Impossible n’est pas guinéen
Le président de la CÉNI, condamné, malade et à l’étranger ou à l’étranger, malade et condamné; dans un sens ou l’autre, il y a un lourd déficit politique, une curieuse souillure historique et une insuffisance éthique certaine qui, ensemble, plombent l’envolée des espoirs démocratiques et campent ces élections dans une contestation facilement prévisibles si rien de significatif n’est fait dans ces jours cruciaux.

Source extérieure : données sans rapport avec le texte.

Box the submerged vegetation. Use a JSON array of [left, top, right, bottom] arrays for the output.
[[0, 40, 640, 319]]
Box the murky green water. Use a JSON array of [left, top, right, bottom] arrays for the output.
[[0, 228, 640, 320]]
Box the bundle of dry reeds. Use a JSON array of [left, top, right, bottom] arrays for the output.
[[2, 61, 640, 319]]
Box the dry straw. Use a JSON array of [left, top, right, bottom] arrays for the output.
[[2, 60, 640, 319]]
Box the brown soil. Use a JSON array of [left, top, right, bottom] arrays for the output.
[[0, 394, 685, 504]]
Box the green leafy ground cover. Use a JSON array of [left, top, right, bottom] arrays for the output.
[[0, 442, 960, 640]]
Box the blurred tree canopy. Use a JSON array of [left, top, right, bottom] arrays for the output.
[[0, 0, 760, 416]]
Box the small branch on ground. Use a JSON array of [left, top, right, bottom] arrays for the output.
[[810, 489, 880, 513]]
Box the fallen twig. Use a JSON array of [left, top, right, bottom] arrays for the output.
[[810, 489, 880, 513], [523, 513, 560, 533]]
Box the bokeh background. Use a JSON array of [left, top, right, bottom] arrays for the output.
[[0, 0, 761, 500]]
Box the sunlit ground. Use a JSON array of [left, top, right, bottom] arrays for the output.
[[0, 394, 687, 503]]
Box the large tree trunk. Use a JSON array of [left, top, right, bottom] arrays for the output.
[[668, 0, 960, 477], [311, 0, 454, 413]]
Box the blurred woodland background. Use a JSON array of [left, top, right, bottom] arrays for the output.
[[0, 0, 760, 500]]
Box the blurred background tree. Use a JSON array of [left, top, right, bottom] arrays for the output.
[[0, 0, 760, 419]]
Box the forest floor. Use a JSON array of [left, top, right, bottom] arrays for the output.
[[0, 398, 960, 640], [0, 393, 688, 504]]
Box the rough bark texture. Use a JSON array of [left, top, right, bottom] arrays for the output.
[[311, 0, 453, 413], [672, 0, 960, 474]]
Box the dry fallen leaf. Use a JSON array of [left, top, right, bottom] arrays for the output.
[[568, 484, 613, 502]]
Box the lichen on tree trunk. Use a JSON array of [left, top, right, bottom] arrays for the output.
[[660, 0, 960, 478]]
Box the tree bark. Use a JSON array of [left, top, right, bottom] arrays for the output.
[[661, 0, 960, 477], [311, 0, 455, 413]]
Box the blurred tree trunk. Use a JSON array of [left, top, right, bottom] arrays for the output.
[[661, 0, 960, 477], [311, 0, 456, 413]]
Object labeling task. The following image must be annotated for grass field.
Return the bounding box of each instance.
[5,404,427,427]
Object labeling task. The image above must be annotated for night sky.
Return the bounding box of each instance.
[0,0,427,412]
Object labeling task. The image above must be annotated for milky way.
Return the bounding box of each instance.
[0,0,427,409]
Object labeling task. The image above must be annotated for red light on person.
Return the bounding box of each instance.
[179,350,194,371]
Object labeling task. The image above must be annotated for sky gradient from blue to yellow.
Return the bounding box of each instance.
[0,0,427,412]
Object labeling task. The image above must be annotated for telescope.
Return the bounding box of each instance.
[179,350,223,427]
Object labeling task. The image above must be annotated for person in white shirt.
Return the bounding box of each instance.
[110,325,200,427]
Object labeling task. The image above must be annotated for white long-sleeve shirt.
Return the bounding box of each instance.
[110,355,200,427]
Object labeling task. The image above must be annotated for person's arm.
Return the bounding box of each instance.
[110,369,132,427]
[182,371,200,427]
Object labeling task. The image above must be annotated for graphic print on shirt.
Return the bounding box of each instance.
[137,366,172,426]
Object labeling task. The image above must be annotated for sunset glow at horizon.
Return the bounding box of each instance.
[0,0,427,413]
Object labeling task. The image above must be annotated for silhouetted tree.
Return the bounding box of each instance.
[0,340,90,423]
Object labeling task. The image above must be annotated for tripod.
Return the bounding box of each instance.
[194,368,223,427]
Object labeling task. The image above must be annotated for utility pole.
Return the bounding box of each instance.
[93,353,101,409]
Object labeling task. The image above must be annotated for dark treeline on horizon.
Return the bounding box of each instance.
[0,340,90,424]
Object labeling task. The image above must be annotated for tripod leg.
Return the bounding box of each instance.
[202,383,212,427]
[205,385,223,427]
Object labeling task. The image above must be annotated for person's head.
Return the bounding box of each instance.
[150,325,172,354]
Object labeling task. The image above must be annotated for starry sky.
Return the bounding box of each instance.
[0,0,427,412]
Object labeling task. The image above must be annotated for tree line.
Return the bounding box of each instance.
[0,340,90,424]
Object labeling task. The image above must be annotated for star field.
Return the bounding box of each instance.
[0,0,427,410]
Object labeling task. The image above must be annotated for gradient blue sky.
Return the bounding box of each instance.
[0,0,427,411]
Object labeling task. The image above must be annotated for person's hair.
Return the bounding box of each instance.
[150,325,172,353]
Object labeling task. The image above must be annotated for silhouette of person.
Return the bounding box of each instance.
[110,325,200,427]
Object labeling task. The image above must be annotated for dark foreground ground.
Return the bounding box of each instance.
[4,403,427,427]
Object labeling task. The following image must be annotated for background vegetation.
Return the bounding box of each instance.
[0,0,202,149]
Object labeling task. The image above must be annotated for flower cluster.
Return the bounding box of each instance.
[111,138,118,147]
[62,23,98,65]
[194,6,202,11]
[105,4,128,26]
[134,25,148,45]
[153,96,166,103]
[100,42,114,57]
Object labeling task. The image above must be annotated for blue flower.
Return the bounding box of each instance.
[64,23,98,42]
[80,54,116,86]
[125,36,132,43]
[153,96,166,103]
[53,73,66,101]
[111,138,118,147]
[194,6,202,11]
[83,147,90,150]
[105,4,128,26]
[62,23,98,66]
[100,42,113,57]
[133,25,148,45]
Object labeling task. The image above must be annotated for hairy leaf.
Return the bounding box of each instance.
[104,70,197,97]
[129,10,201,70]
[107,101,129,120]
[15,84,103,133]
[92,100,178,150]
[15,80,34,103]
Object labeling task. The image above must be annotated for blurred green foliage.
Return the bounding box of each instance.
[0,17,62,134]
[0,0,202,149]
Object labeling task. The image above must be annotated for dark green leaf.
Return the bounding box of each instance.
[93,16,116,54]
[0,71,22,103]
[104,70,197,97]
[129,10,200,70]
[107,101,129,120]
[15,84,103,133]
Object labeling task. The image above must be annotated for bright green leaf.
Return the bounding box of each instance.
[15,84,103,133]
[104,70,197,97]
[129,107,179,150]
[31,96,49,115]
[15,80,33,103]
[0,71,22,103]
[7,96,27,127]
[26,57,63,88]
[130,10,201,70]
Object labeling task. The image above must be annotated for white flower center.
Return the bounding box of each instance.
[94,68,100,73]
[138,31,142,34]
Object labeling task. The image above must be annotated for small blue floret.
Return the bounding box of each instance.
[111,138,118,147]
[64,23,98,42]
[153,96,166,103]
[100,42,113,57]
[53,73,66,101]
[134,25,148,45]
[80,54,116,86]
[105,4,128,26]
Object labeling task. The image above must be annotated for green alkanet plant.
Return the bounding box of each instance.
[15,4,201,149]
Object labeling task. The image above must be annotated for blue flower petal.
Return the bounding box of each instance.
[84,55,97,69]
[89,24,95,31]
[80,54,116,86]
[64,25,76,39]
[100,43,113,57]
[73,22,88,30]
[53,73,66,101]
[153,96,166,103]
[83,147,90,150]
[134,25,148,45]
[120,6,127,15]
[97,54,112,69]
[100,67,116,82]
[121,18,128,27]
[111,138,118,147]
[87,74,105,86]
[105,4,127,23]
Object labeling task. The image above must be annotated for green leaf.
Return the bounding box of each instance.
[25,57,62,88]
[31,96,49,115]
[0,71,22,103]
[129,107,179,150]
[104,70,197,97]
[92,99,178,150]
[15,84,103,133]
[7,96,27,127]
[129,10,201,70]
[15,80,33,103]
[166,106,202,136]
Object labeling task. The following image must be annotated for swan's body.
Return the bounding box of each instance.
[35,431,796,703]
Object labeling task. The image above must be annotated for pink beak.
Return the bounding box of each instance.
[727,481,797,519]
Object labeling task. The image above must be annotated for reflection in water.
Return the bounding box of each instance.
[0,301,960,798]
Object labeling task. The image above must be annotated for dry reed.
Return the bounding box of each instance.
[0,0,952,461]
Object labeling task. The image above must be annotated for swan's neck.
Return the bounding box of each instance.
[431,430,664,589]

Mais alors, pourrait-on faire quelque chose d’acceptable dans les circonstances et malgré tout? « Impossible n’est pas guinéen! » entend-on. « Il peut être opéré une correction raisonnable et suffisante de la situation présente » ajoute-t-on. Cette correction résiderait davantage dans la bonne foi de la reconnaissance des insuffisances, plutôt que dans la surenchère juridique et déclaratoire qui s’est emparée de tout le monde à Conakry et au-delà.
Il est donc urgent d’aider la Guinée dans le sens du rétablissement précautionneux et sensé de la confiance jamais retrouvée, depuis les nombreux cafouillages de la CÉNI. Il ne s’agit nullement pour le médiateur Blaise Campaoré et son envoyé spécial de pointer du doigt les insatisfaits de tout bord qui se sentent toujours lésés par une administration électorale des plus approximatives. Il s’agit véritablement d’apporter des solutions pratiques que ces quelques jours décisifs pourront apporter dans le renversement du destin de la Guinée.
Il est alors difficile de passer à côté de la possibilité de changer, de manière consensuelle, le président de la CÉNI et son bras-droit Boubacar Diallo, coupables tout de même d’avoir fait détruire ou faire disparaitre complètement des procès-verbaux du premier tour des élections. Il est surtout impératif de combler les manquements administratifs de divers ordres, et souvent des omissions douteuses ayant trop souvent défavorisé le même camp dans cette course présidentielle de tous les dangers.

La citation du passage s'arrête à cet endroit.